In this example, there's no code in the remote yet. Let's change that by pushing our main branch to publisher
.
git push publisher main
Several things have now happened. First, all the commits needed to go from an empty repository to the state of our local repository at main
have been sent to the publisher
remote. Secondly, we have a local reference to the currently known state of the remote's main
branch as publisher/main
. Finally, our local main
branch is matched to publisher/main
, roughly meaning that Git knows they are related.
We can simply continue working on our book and create a new commit as usual:
git commit
As long as do not push, our local changes will not be shared with others. While we were making our local changes, however, it is very well possible that our copy editor has proofread our first draft and submitted some corrections to the publisher
repository.
To check whether this is the case, let's ask what has happened since the last time we contacted it (i.e. during our push):
git fetch publisher
And indeed, a new commit was added to publisher
's main
branch. As you can see, while we weren't paying attention, our version of the branch sneakily diverged from the one at our publisher! This means we would not have been able to push the new version of our branch to our remote.

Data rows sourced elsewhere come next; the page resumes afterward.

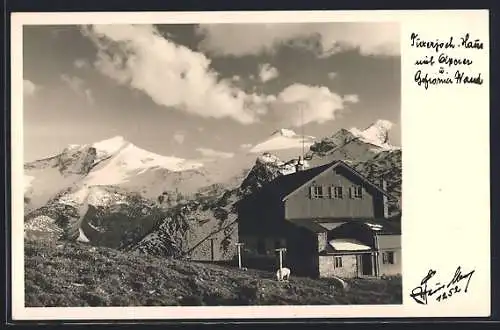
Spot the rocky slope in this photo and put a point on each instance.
(114, 194)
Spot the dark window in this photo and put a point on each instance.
(261, 246)
(357, 192)
(317, 192)
(337, 192)
(388, 257)
(338, 262)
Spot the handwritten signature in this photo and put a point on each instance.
(440, 291)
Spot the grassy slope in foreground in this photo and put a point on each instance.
(72, 275)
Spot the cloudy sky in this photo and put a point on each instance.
(196, 91)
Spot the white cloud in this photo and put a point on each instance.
(332, 75)
(351, 98)
(77, 85)
(207, 152)
(300, 104)
(80, 63)
(179, 137)
(173, 76)
(251, 39)
(267, 72)
(29, 88)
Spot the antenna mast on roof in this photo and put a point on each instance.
(302, 122)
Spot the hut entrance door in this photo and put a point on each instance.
(366, 265)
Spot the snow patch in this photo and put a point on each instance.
(373, 226)
(376, 134)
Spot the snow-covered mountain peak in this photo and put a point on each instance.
(283, 139)
(109, 146)
(376, 134)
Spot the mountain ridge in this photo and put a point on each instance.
(140, 205)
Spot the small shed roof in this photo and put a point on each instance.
(348, 244)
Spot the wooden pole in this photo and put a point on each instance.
(281, 250)
(238, 245)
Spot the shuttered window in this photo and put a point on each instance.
(317, 192)
(356, 192)
(337, 192)
(388, 258)
(338, 262)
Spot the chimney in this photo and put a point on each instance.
(300, 164)
(385, 200)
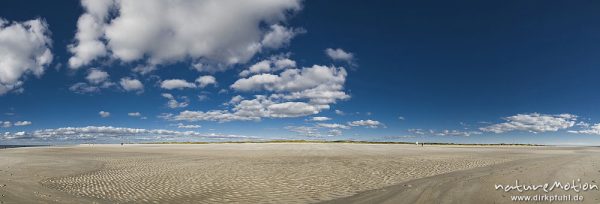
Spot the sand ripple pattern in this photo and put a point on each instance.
(150, 179)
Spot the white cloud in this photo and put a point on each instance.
(293, 79)
(235, 100)
(24, 49)
(273, 64)
(444, 132)
(180, 125)
(176, 84)
(173, 103)
(204, 81)
(222, 33)
(130, 84)
(96, 76)
(457, 133)
(593, 130)
(22, 123)
(334, 132)
(333, 126)
(279, 36)
(90, 28)
(417, 131)
(104, 114)
(304, 130)
(366, 123)
(298, 92)
(111, 134)
(320, 118)
(533, 122)
(83, 88)
(134, 114)
(97, 80)
(339, 55)
(5, 124)
(319, 84)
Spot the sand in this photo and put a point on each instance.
(284, 173)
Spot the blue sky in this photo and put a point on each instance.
(436, 71)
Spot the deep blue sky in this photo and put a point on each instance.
(460, 65)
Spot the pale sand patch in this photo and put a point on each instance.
(243, 173)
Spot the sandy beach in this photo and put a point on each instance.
(287, 173)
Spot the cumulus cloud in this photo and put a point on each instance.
(222, 33)
(173, 103)
(533, 122)
(293, 93)
(279, 36)
(255, 109)
(111, 134)
(334, 132)
(333, 126)
(319, 118)
(444, 132)
(319, 84)
(171, 84)
(134, 114)
(204, 81)
(339, 55)
(96, 76)
(22, 123)
(129, 84)
(180, 125)
(367, 123)
(104, 114)
(97, 80)
(83, 88)
(5, 124)
(24, 49)
(273, 64)
(590, 130)
(306, 131)
(90, 28)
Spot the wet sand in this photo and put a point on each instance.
(284, 173)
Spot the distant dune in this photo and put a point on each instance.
(283, 173)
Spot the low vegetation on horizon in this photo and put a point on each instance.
(344, 141)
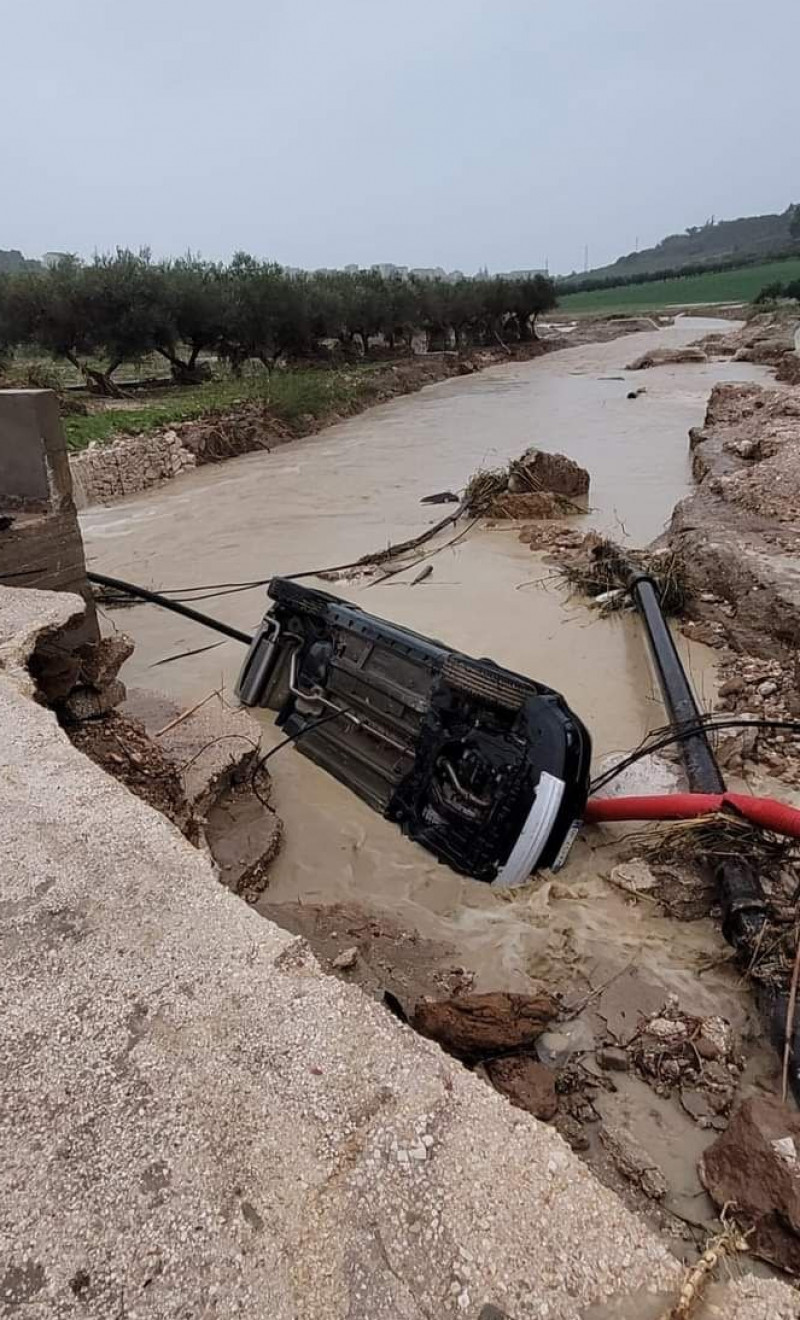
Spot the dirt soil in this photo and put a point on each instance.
(123, 749)
(654, 1126)
(251, 427)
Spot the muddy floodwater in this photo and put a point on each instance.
(355, 487)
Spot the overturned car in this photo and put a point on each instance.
(483, 767)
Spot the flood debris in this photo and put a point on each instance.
(697, 1057)
(633, 1162)
(536, 485)
(663, 357)
(754, 1168)
(526, 1083)
(600, 569)
(479, 1026)
(699, 1275)
(346, 960)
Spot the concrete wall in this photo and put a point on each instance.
(198, 1122)
(42, 545)
(127, 466)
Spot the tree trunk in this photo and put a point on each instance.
(98, 382)
(184, 372)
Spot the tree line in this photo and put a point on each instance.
(589, 284)
(120, 308)
(776, 291)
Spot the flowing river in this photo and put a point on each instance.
(357, 487)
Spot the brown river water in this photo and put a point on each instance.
(357, 487)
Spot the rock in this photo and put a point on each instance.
(572, 1131)
(527, 1084)
(102, 660)
(732, 687)
(479, 1024)
(91, 702)
(755, 1163)
(716, 1039)
(634, 1163)
(660, 357)
(539, 470)
(613, 1059)
(346, 960)
(556, 1048)
(634, 877)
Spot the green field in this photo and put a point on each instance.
(289, 396)
(739, 285)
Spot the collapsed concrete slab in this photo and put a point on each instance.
(197, 1121)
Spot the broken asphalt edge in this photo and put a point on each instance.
(197, 1117)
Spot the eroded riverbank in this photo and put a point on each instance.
(358, 486)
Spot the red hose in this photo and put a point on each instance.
(759, 811)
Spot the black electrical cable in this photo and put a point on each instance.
(157, 598)
(285, 742)
(659, 739)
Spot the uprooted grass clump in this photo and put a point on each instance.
(483, 489)
(602, 569)
(536, 485)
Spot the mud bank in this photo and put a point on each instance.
(346, 878)
(132, 463)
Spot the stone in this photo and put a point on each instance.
(102, 660)
(662, 357)
(755, 1164)
(527, 1084)
(556, 1048)
(478, 1024)
(634, 877)
(716, 1039)
(346, 960)
(91, 702)
(545, 471)
(634, 1163)
(732, 687)
(613, 1059)
(573, 1133)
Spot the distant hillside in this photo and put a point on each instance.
(11, 260)
(716, 240)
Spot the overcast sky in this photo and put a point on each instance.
(424, 132)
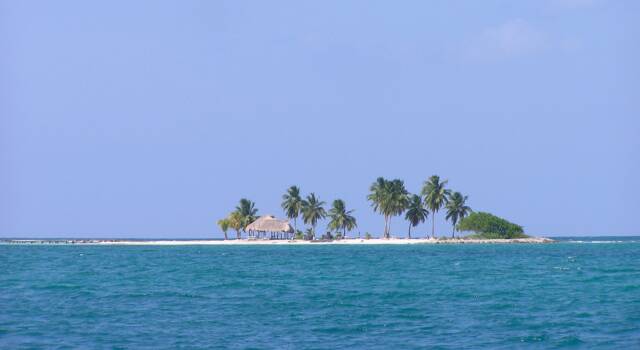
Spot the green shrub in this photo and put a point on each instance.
(488, 226)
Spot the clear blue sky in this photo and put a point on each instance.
(153, 118)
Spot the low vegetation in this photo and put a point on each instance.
(489, 226)
(390, 198)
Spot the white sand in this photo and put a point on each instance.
(373, 241)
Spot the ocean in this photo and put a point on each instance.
(579, 293)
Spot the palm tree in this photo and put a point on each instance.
(224, 226)
(457, 209)
(247, 211)
(389, 198)
(341, 218)
(292, 204)
(435, 196)
(312, 211)
(416, 213)
(236, 223)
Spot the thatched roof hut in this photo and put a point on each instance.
(269, 223)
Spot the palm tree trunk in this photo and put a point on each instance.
(433, 225)
(386, 226)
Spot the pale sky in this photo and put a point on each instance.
(153, 118)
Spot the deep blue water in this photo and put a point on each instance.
(565, 295)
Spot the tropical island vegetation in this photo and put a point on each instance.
(387, 197)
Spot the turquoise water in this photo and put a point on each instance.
(565, 295)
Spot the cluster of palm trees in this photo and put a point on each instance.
(388, 197)
(312, 210)
(244, 214)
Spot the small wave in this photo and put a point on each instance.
(602, 242)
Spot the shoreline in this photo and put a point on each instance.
(347, 241)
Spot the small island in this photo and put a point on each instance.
(389, 198)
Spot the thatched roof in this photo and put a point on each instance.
(268, 223)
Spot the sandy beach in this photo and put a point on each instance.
(348, 241)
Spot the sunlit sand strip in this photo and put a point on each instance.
(350, 241)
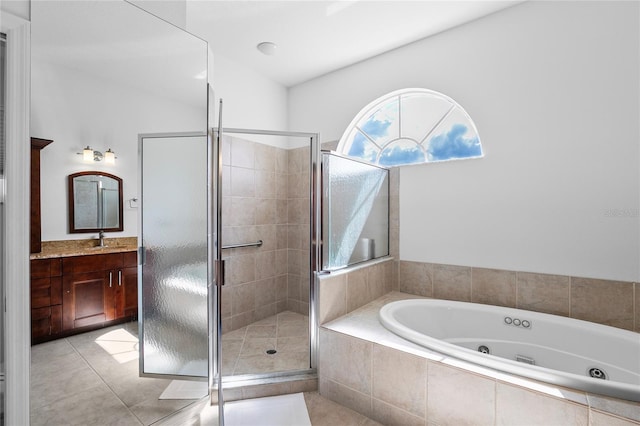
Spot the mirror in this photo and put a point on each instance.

It can be solved by merging the remote's work back into our own, making the history of our remote branch part of our local branch's history.
Like with regular branches, we can merge the remote branch into our current local branch:
git merge publisher/main
Once again, we can see that a merge commit has been created.
(Note that the above process of a fetch followed by a merge is fairly common. So common, in fact, that there is a single command git pull
that immediately executes both.)
Since our local branch is now ahead of the remote's, we can push it back to the remote.
git push publisher main
Our copy editor can now fetch the latest version that includes both the corrections he made, and the changes we made.
That wraps up this Git tutorial! I hope it helped you grasp the fundamental concepts, so that you won't feel completely lost when you have to perform more advanced operations in Git. If you're interested, do check out the source code of this tutorial (naturally, in a Git repository), and let me know what you think.